ECLI:NL:RBDHA:2022:15244

Rechtbank Den Haag

Datum uitspraak
24 oktober 2022
Publicatiedatum
10 februari 2023
Zaaknummer
NL22.19122
Instantie
Rechtbank Den Haag
Type
Uitspraak
Rechtsgebied
Bestuursrecht; Vreemdelingenrecht
Procedures
  • Voorlopige voorziening
Rechters
Vindplaatsen
  • Rechtspraak.nl
AI samenvatting door LexboostAutomatisch gegenereerd

Afwijzing verzoek voorlopige voorziening in asielzaak met betrekking tot Dublin-overeenkomst

In deze zaak heeft de voorzieningenrechter van de Rechtbank Den Haag op 24 oktober 2022 uitspraak gedaan in een verzoek om een voorlopige voorziening. De zaak betreft een verzoeker die een verblijfsvergunning asiel voor bepaalde tijd heeft aangevraagd, maar wiens aanvraag niet in behandeling is genomen door de Staatssecretaris van Justitie en Veiligheid. Dit gebeurde op basis van de stelling dat Italië verantwoordelijk is voor de behandeling van de aanvraag, conform de Dublin-overeenkomst. De verzoeker heeft hiertegen beroep ingesteld en verzocht om een voorlopige voorziening.

De zitting vond plaats op 18 oktober 2022, waarbij de verzoeker niet aanwezig was, maar de verweerder vertegenwoordigd was door zijn gemachtigde. De voorzieningenrechter heeft in deze uitspraak ook een andere zaak, NL22.19121, behandeld. Aangezien er in die zaak al een uitspraak is gedaan, was er volgens de voorzieningenrechter geen noodzaak meer voor een voorlopige voorziening in deze zaak. Daarom heeft de voorzieningenrechter het verzoek om een voorlopige voorziening afgewezen.

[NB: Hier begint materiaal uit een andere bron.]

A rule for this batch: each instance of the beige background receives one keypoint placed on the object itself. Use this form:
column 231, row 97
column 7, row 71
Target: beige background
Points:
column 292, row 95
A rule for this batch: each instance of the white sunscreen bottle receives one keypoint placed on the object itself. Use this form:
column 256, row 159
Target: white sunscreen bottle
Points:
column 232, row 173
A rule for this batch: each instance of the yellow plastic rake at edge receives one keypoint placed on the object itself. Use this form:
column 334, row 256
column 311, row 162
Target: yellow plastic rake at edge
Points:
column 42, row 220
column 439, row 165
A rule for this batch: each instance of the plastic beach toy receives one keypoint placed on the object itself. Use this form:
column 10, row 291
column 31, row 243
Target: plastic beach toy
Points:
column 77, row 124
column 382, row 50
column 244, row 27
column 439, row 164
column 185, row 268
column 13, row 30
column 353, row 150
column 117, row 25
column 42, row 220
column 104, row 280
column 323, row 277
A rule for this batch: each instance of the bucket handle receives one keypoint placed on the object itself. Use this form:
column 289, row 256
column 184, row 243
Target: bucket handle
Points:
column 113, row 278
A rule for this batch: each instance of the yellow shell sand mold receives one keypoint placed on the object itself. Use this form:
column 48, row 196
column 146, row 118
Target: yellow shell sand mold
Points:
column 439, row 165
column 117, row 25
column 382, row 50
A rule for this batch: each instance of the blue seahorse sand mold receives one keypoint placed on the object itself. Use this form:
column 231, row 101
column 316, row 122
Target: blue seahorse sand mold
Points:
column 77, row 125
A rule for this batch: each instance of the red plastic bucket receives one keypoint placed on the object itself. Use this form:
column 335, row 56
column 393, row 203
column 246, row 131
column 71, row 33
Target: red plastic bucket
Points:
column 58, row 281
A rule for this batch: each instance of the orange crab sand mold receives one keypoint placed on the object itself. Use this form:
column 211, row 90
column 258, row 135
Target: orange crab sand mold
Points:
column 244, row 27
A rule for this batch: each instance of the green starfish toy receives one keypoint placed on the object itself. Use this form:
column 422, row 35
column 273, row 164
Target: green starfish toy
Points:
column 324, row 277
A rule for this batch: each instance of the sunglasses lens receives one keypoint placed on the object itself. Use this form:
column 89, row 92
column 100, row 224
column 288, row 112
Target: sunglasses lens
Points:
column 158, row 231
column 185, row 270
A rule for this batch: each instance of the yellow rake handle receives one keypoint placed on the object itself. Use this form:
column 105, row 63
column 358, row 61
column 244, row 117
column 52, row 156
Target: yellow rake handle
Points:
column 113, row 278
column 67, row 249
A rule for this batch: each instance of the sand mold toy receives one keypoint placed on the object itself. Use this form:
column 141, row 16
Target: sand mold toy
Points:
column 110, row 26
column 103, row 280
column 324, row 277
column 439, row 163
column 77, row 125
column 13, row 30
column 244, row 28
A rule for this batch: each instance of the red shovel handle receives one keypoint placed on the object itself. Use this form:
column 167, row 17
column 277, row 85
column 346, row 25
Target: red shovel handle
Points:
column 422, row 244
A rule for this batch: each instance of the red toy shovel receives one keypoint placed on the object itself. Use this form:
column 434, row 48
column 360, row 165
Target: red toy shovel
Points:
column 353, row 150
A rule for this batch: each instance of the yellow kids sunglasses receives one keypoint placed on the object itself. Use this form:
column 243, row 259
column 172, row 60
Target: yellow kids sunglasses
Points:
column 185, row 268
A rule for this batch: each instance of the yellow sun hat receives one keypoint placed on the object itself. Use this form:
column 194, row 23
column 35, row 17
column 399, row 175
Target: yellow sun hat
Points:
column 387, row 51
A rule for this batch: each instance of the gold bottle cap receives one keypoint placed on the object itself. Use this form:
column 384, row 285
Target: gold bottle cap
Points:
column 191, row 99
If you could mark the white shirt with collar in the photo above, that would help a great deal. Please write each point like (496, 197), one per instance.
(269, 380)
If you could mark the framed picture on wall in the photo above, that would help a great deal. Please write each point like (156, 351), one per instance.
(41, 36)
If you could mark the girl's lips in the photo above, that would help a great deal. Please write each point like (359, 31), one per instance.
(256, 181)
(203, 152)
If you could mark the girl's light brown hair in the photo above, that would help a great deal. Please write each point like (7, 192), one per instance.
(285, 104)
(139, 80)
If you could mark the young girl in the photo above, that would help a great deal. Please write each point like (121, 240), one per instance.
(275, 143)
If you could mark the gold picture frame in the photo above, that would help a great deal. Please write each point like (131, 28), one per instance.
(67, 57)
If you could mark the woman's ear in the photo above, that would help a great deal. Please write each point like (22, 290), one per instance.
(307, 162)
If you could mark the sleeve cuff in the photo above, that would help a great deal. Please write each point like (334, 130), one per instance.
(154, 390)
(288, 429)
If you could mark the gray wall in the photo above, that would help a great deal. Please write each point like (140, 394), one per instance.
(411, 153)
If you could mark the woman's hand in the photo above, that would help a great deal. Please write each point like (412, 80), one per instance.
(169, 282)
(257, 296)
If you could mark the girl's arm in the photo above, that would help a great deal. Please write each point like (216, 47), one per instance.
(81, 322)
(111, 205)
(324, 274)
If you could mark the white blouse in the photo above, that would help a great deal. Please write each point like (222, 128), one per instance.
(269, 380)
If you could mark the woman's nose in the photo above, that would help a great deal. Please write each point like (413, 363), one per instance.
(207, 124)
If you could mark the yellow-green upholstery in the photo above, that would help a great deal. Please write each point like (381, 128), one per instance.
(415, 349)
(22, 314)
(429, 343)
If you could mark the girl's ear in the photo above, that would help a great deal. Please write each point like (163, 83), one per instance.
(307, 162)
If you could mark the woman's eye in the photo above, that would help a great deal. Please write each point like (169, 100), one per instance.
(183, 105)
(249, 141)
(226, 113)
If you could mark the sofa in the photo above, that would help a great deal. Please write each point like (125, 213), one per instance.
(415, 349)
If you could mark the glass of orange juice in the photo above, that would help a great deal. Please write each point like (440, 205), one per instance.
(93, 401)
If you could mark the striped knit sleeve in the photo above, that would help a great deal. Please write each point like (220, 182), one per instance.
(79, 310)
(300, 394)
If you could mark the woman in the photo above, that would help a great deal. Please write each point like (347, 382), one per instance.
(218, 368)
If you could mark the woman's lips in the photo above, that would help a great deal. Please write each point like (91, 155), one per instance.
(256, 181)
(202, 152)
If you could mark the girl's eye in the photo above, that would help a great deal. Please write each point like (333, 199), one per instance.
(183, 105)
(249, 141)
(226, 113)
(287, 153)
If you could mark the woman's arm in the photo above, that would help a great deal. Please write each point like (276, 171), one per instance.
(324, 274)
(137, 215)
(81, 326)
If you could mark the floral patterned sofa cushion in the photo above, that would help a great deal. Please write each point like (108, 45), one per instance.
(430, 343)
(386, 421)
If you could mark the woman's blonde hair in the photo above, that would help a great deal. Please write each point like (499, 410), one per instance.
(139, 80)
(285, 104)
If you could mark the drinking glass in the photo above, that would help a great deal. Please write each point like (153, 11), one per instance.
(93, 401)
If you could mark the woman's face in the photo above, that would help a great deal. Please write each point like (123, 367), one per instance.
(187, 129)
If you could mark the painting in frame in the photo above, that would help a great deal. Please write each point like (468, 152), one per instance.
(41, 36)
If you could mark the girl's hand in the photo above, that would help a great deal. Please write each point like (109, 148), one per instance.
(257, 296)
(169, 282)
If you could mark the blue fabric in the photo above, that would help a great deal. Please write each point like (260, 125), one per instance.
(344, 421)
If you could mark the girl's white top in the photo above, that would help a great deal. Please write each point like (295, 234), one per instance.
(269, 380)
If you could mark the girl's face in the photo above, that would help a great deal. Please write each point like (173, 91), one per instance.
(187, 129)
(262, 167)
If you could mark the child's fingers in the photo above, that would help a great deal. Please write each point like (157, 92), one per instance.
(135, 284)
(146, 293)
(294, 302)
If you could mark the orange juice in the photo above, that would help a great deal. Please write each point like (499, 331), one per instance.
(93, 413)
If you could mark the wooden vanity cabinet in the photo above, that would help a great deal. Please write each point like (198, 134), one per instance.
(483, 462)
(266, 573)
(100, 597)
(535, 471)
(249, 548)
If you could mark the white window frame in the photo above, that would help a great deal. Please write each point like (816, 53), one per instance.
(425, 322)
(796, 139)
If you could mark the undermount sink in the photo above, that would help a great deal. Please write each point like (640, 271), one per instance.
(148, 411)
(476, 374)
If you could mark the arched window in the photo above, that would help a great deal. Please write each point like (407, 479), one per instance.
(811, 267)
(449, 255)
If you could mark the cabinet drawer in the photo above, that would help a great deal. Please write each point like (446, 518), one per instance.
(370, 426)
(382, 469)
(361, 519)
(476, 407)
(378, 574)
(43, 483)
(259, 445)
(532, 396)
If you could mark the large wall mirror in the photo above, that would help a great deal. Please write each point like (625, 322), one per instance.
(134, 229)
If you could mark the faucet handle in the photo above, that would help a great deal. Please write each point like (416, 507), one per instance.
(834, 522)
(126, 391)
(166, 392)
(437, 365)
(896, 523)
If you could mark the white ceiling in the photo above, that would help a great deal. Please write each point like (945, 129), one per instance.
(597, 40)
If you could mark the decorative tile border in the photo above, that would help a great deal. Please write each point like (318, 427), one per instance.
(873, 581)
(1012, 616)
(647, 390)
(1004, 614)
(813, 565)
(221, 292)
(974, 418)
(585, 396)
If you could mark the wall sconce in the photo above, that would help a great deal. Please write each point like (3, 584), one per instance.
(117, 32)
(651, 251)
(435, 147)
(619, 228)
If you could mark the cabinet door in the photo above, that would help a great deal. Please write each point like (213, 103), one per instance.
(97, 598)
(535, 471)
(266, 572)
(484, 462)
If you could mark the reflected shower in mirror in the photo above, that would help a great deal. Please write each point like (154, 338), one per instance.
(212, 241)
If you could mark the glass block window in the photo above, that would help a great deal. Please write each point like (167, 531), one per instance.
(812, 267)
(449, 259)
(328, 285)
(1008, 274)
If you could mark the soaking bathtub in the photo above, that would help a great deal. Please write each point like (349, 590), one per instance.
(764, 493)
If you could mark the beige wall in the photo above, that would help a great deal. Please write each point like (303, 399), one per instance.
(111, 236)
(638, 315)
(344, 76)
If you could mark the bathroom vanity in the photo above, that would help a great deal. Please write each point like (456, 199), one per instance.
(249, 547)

De uitspraak is gedaan door mr. J.H. Lange, in aanwezigheid van mr. M.A.W.M. Engels als griffier. De uitspraak is openbaar gemaakt op 24 oktober 2022. Tegen deze uitspraak staat geen hoger beroep of verzet open.

Uitspraak

RECHTBANK DEN HAAG

Zittingsplaats Utrecht Bestuursrecht zaaknummer: NL22.19122
uitspraak van de voorzieningenrechter in de zaak tussen

[verzoeker] , verzoeker V-nummer: [V-nummer]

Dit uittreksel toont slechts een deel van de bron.